J K Galbraith put it unkindly thus: “Since the US Federal Reserve was founded in 1913 it has had a record against inflation and notably against recession of deep and unrelieved inconsequence”. That was in 2004 – the latest 17 years have not shown improvement.

My thought (worth perhaps the proverbial penny) is that the progress of inflation is similar to the old-fashioned domestic fire-in-the-grate my nanny taught me to make. First, the newspaper is crunched up, banker-style, into a ball. Then the kindling wood. And, on top of that, the coal. Once the coal is glowing, great logs can be consumed. In my mind, the transitory phase of inflation is when the paper is burning fiercely, but the kindling does not catch alight. Perhaps the kindling burns well, but is itself consumed before it passes the heat and energy to the coal for it to conflagrate; that, too, is transitory.

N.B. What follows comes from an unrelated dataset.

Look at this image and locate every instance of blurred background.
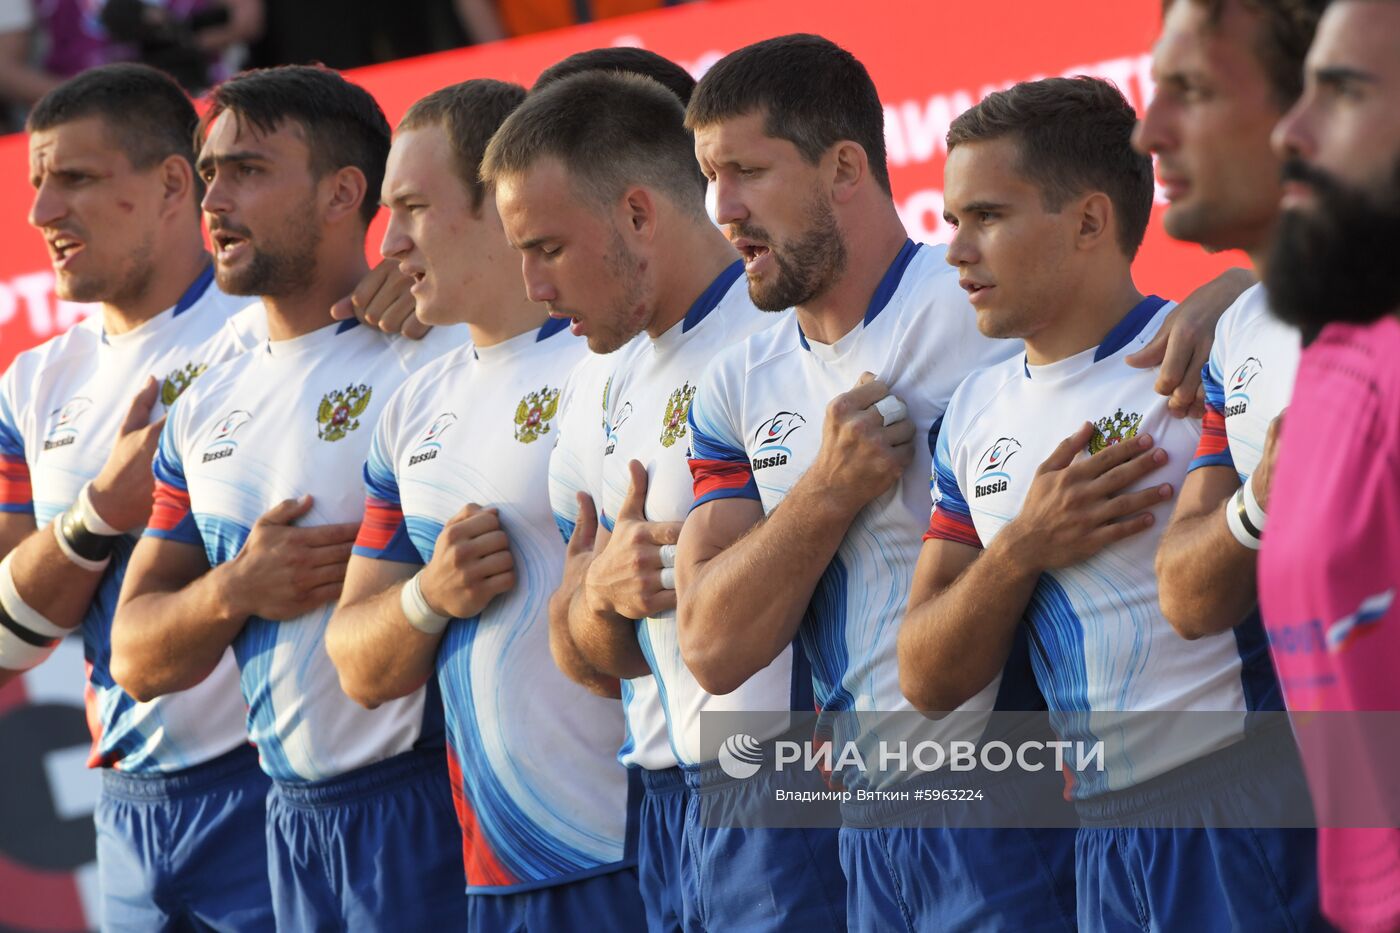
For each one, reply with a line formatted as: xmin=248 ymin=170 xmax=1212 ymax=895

Milton Friedman said inflation is always and everywhere a monetary phenomenon. Yet that is only true when the fire in the grate is already burning bright. The journey to that point can be phrased similarly, but with one crucial word changed: ‘psychological’ in place of ‘monetary’. Everywhere the start of inflation is a psychological phenomenon. To translate that into the language of the fire-in-the-grate – today, the newspaper is burning strongly, as prices randomly keep popping higher. Businesses are putting their prices up – will that set the kindling alight? Then come demands for higher wages: sustained wage increases make coal catch fire. With glowing coals, inflation is starting the long road to entrenchment.

 

“Many office workers have reevaluated their lives and will not be returning to the office – in a fit of absent-mindedness, they have retired”

 

Not all the inflationary impressions occur within this closed loop. Many office workers have reevaluated their lives and will not be returning to the office – in a fit of absent-mindedness, they have retired. In Britain, Brexit has sent home many of those who have done the hardest and least prestigious of the labouring jobs. It has long been a standing joke that the last people you want for the seasonal crop-picking are the locals – but they’re all that seem to be left. Stand by for some 25%+ pay rises come harvest time.

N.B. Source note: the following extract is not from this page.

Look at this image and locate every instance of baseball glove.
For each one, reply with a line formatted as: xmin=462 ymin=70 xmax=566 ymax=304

It should be clear from this analysis that Britain is particularly vulnerable to this cycle, not least because we may be coming to the end of stable currencies – which is comparatively unusual. If these structural weaknesses combine to lower sterling, then we can expect an amplified response to price rises. We believe the tide is coming in for inflation, brought about in a series of waves of increasing severity. It is important to remember what happens on the shoreline as the tide comes in – hour on hour it advances along the coastline, but there are countless moments, between the waves, when the sea appears to retreat. So it will be with inflation: not a straight line, but plenty of what the French call the reculer pour mieux sauter.

Henry Maxey, our Chief Investment Officer, gave an important bodice ripper of a presentation in New York, which has been making waves in the Anglophone world. He believes we are in a dangerous time for markets. The responses to the crash of 2008 have been aspirin-led, which have given short-term relief, but at the expense of exacerbating the long-term imbalances, especially the size of the debts, and the lowering of interest rates to ensure the cost of servicing the debts remain no more than troublesome, not destructive. As inflation increases, fanciful explanations need to be stated – and accepted – if investors, and the political system generally, are to pretend there is a pass through the implacable mountains of default/recession (or, possibly, recession/default).

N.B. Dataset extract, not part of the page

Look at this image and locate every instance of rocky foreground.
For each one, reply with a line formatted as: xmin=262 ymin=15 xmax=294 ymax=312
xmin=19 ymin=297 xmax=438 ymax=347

The losers are the workforce, who have seen the ‘solution’ to the 2008 crisis make things worse for them through downward pressure on wages, and better for the top notches, through the increase in value of assets. Those for whom the figures don’t add up have little energy to fight back – but their numbers are swelled by the young, who see their parents’ generation sailing off on Swan Hellenic cruises, while they are cooped up in a central chicken shed through Covid.

All these factors are threats to capital values, at a time when those assets are partying. Our view is this is no time for exuberance – it is a time to keep safe.